Sunday, January 27, 2013

...But Mike, Can I Trust the Query Optimizer?

This is usually the 2nd question I hear most often, right after:

"...but Mike, will SQL perform as well as my RPG/COBOL program"?

Before I provide an answer (and it's not exactly what you think), let's explore a few things.

According to merriam-webster.com

TRUST is defined as:

- assured reliance on the character, ability, strength, or truth of someone or something

- one in which confidence is placed

And CONFIDENCE is defined as:

- a feeling or consciousness of one's powers or of reliance on one's circumstances

- faith or belief that one will act in a right, proper, or effective way

So, if you don't trust the query optimizer, what you are saying is that you don't have confidence in it's ability. If you don't have confidence in the query optimizer, you are really stating that it will not act in the right, proper or effective way. And to make matters worse, you find yourself stuck between a rock and a hard place. Because how can you make use of the latest and greatest DB2 features available only via SQL, if you don't have faith in the SQL query optimizer?

Hold on a minute...  how do YOU know what the right, proper or effective way really is?

Are you as omnipresent as the query optimizer?

By the way, Merriam Webster tells us OMNIPRESENT means: present in all places at all times.


Query Optimization Defined


The query optimizer's job is to produce a plan. Producing a plan is the result of many factors. Factors that will limit or expand what is possible with regards to the strategies and methods of execution to produce the correct result in a timely manner.

Knowing and understanding these factors are key to trusting the query optimizer. Experience with how these factors affect the final plan also goes a long way in building confidence that the query optimizer has provided the best plan for your query, your data and your environment.

What is the "best" plan anyway?

Most folks don't appreciate that the query optimizer has two equally important jobs.

Job 1: build a plan that produces the CORRECT output

Job 2: build a plan that is ESTIMATED to be the fastest possible given all the factors present and accounted for

We all forget (and thus have full trust and confidence in) the optimizer's first job.
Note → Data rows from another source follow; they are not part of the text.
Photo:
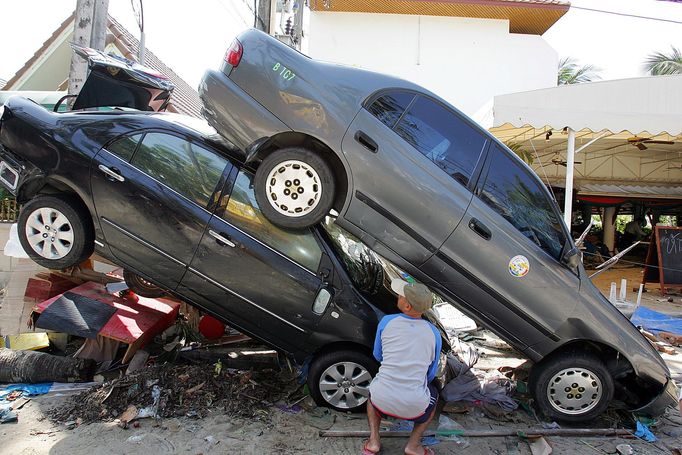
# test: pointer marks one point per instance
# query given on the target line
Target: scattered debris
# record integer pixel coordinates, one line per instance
(179, 390)
(539, 446)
We all assume the plan for our query will produce the correct output. Don't believe me? When was the last time you actually validated your query's output was correct?  HA!  You DO trust the optimizer don't you.

What most users focus on is Job 2.  In other words, we all keep our eyes on the query run time. This is where we begin to loose faith. This is where we loose confidence with the programmer in the box.


Ah, The Programmer in the Box


Or is it The Ghost in the Machine

If we think of the query plan as a program - a program executed by the database engine and managed by the operating system, then there must be a programmer behind the scenes to design and code that program. In essence, this is exactly what the query optimizer is. So, getting back to the original question on top, you are really asking: "can I trust the programmer in the box". Let's open the box and peer inside the machine...

The programmer is highly trained, highly experienced, up-to-date on all things computer science past and present. The programmer never sleeps, is always ready.  The programmer is fast - capable of designing, writing and compiling programs in milliseconds.  The programmer is vigilant - watching, learning, adapting to the changing environment.


The Process


What does the programmer have to work with? What are the requirements and the inputs?

As with any programming endeavor, query optimization starts with a request, and continues with identifying the attributes of the underlying data and data structures, as well as the computing and I/O resources available.

Most users realize that the SQL statement is the request. This request, can include items such as:
  • Column list projected or returned
  • Source or target of query
  • Constraining or identify criteria
  • Grouping or aggregation criteria
  • Constraining criteria on groups or aggregates
  • Ordering criteria for final result set
  • Constraining number of  results
 Syntactically, these are known to SQL coders respectively as:

SELECT
FROM
WHERE
GROUP BY
HAVING
ORDER BY
FETCH FIRST

Most SQL users DO NOT fully understand or appreciate the data profile, the data structures, and the system's computing and I/O capabilities (speeds and feeds if you will). Yet, the programmer in the box certainly does.

Imagine a programmer that not only has all the information, but also has access to all the structures above and below the machine interface. Imagine having access to the latest computational techniques materialized in the IBM i microcode. This would be a true advantage, and hopefully would in turn inspire confidence and trust in the user.


The Key Factors


From my perspective, the 3.5 most important factors that positively or negatively affect the programmer in the box are:

   1. Indexing strategy

   2. Fair share of memory

   3. Optimization goal

   3.5. Reusable open data path (ODP)

Without an adequate indexing strategy, the query optimizer is limited in the techniques available.  Not unlike the RPG or COBOL programmer who wants desperately to access one row by key (think CHAIN or random read), but no one provided the correct keyed logical file that enables the technique.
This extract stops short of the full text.